Trois décennies d’affaires Tapie
1990 : Tapie rachète Adidas
Homme d’affaire à succès enchaînant les rachats d’entreprises endettées, Bernard Tapie figure parmi les 20 premières fortunes françaises en ce début d’été 1990. Président du club de football de l’Olympique de Marseille, acquis pour 1 franc symbolique en 1986, le médiatique patron rachète au mois de juillet la marque Adidas à ses fondateurs historiques, pour l’équivalent de 244 millions d’euros. Il contracte pour cela un prêt auprès de sa banque, le Crédit lyonnais, qui appartient alors à l’Etat.
1992 : Tapie Ministre
Repéré par François Mitterrand qui l’a investi candidat aux législatives de 1988 sur une circonscription marseillaise, Bernard Tapie entre au gouvernement en décembre 1992. Le président socialiste en fait son ministre de la Ville, l’imposant au Premier ministre, Pierre Bérégovoy, qui lui demande d’abandonner ses activités de chef d’entreprise. Une bonne opportunité pour l’homme d’affaires, alors en cessation de paiement auprès du crédit lyonnais. Il revend Adidas à sa banque pour l’équivalent de 320 millions d’euros. Le Crédit lyonnais est alors une banque nationalisée et l’opposition de droite demande une commission d’enquête parlementaire sur cette vente.
1994 : Dreyfus rachète Adidas
Dans le tour de table du rachat d’Adidas, un autre homme d’affaires, Robert-Louis Dreyfus, prend 15% des parts. Il dispose en outre d’une option d’achat sur la totalité du capital. Option levée dès 1994 pour l’équivalent de 709 millions d’euros. Le Crédit Lyonnais empoche une plus-value de 390 millions d’euros. Si bien que Bernard Tapie s’estime lésé, et attaque la banque. Dans le même temps, le protocole d’accord avec le Crédit lyonnais, qui devait solder les dettes de l’homme d’affaires et de ses sociétés, est déclaré caduque par la banque. Le Crédit lyonnais réclame l’équivalent de 68 millions d’euros, payables dans la semaine, sous peine de saisie. Ruiné, Tapie est mis en liquidation, son empire s’écroule alors qu’il est rattrapé de toutes parts par la justice.

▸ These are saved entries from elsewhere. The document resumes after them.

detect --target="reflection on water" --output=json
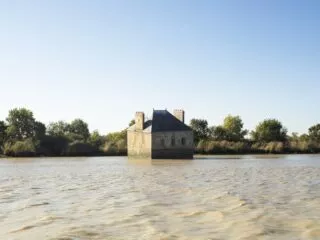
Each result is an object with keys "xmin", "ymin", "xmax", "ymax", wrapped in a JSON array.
[{"xmin": 0, "ymin": 155, "xmax": 319, "ymax": 240}]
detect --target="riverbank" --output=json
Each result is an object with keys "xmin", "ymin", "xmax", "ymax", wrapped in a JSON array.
[{"xmin": 195, "ymin": 140, "xmax": 320, "ymax": 155}]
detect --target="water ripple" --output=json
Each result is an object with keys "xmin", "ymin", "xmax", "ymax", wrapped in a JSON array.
[{"xmin": 0, "ymin": 155, "xmax": 319, "ymax": 240}]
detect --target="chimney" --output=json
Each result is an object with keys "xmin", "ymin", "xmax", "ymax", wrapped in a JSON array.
[
  {"xmin": 173, "ymin": 109, "xmax": 185, "ymax": 123},
  {"xmin": 135, "ymin": 112, "xmax": 144, "ymax": 130}
]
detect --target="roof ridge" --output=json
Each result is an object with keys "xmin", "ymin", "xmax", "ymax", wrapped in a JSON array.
[{"xmin": 151, "ymin": 109, "xmax": 191, "ymax": 132}]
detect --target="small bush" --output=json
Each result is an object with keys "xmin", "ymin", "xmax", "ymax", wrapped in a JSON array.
[
  {"xmin": 102, "ymin": 140, "xmax": 127, "ymax": 156},
  {"xmin": 196, "ymin": 140, "xmax": 207, "ymax": 154},
  {"xmin": 263, "ymin": 141, "xmax": 284, "ymax": 153},
  {"xmin": 4, "ymin": 139, "xmax": 36, "ymax": 157}
]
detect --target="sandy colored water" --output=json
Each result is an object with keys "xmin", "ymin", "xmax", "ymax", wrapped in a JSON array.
[{"xmin": 0, "ymin": 155, "xmax": 319, "ymax": 240}]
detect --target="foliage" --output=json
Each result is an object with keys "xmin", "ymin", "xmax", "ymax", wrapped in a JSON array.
[
  {"xmin": 34, "ymin": 121, "xmax": 46, "ymax": 139},
  {"xmin": 4, "ymin": 139, "xmax": 36, "ymax": 157},
  {"xmin": 289, "ymin": 132, "xmax": 300, "ymax": 141},
  {"xmin": 47, "ymin": 121, "xmax": 70, "ymax": 137},
  {"xmin": 67, "ymin": 141, "xmax": 99, "ymax": 156},
  {"xmin": 5, "ymin": 108, "xmax": 38, "ymax": 142},
  {"xmin": 37, "ymin": 135, "xmax": 69, "ymax": 156},
  {"xmin": 103, "ymin": 130, "xmax": 127, "ymax": 155},
  {"xmin": 208, "ymin": 115, "xmax": 247, "ymax": 142},
  {"xmin": 223, "ymin": 115, "xmax": 248, "ymax": 141},
  {"xmin": 103, "ymin": 142, "xmax": 118, "ymax": 155},
  {"xmin": 106, "ymin": 130, "xmax": 127, "ymax": 143},
  {"xmin": 0, "ymin": 121, "xmax": 7, "ymax": 152},
  {"xmin": 1, "ymin": 107, "xmax": 320, "ymax": 157},
  {"xmin": 196, "ymin": 140, "xmax": 251, "ymax": 154},
  {"xmin": 47, "ymin": 119, "xmax": 90, "ymax": 142},
  {"xmin": 299, "ymin": 134, "xmax": 309, "ymax": 142},
  {"xmin": 194, "ymin": 139, "xmax": 320, "ymax": 154},
  {"xmin": 190, "ymin": 119, "xmax": 209, "ymax": 143},
  {"xmin": 308, "ymin": 124, "xmax": 320, "ymax": 142},
  {"xmin": 68, "ymin": 119, "xmax": 90, "ymax": 142},
  {"xmin": 103, "ymin": 140, "xmax": 127, "ymax": 156},
  {"xmin": 209, "ymin": 126, "xmax": 228, "ymax": 141},
  {"xmin": 88, "ymin": 130, "xmax": 106, "ymax": 149},
  {"xmin": 251, "ymin": 119, "xmax": 287, "ymax": 142},
  {"xmin": 288, "ymin": 140, "xmax": 309, "ymax": 153}
]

1995 : Le crédit lyonnais en faillite
Les dettes de la banque sont regroupées au sein du Consortium de réalisation (CDR), qui appartient à l’Etat et devient responsable devant la justice de l’affaire Adidas. S’engage dès lors une bataille juridique d’une décennie, ponctuée de multiples procédures et recours, entre Tapie et le CDR.
2008 : Bernard fait tapis
Elu président de la République au mois de mai 2007, Nicolas Sarkozy nomme Christine Lagarde ministre de l’Economie. Sous sa férule, Bercy ordonne au CDR de régler l’affaire Tapie, qui n’a que trop duré. Elle opte pour un arbitrage privé, comme demandé par le clan de l’homme d’affaires, et confie le dossier à son directeur de cabinet Stéphane Richard, devenu aujourd’hui PDG d’Orange. Pierre Mazeaud, ancien président du conseil constitutionnel, Jean-Denis Bredin, avocat, et Pierre Estoup, haut magistrat à la retraite, sont nommés arbitres. Le 7 juillet 2008, le tribunal arbitral condamne le CDR à reverser 390 millions d’euros à Bernard Tapie sur la vente d’Adidas, dont 45 au titre d’un “préjudice moral”. La sentence est rédigée par Pierre Estoup, qui entretient des liens étroits avec l’avocat de Bernard Tapie Maurice Lantourne. Le CDR ne fait pas appel.
2011 : Enquête contre Christine Lagarde
Les députés socialistes saisissent la Cour de justice de la République, seule instance en mesure de juger les membres de gouvernement, qui ouvre une enquête contre Christine Lagarde. Alors récemment nommée à la tête du FMI, l’ex-ministre est soupçonnée de complicité de faux et complicité de détournement de biens publics.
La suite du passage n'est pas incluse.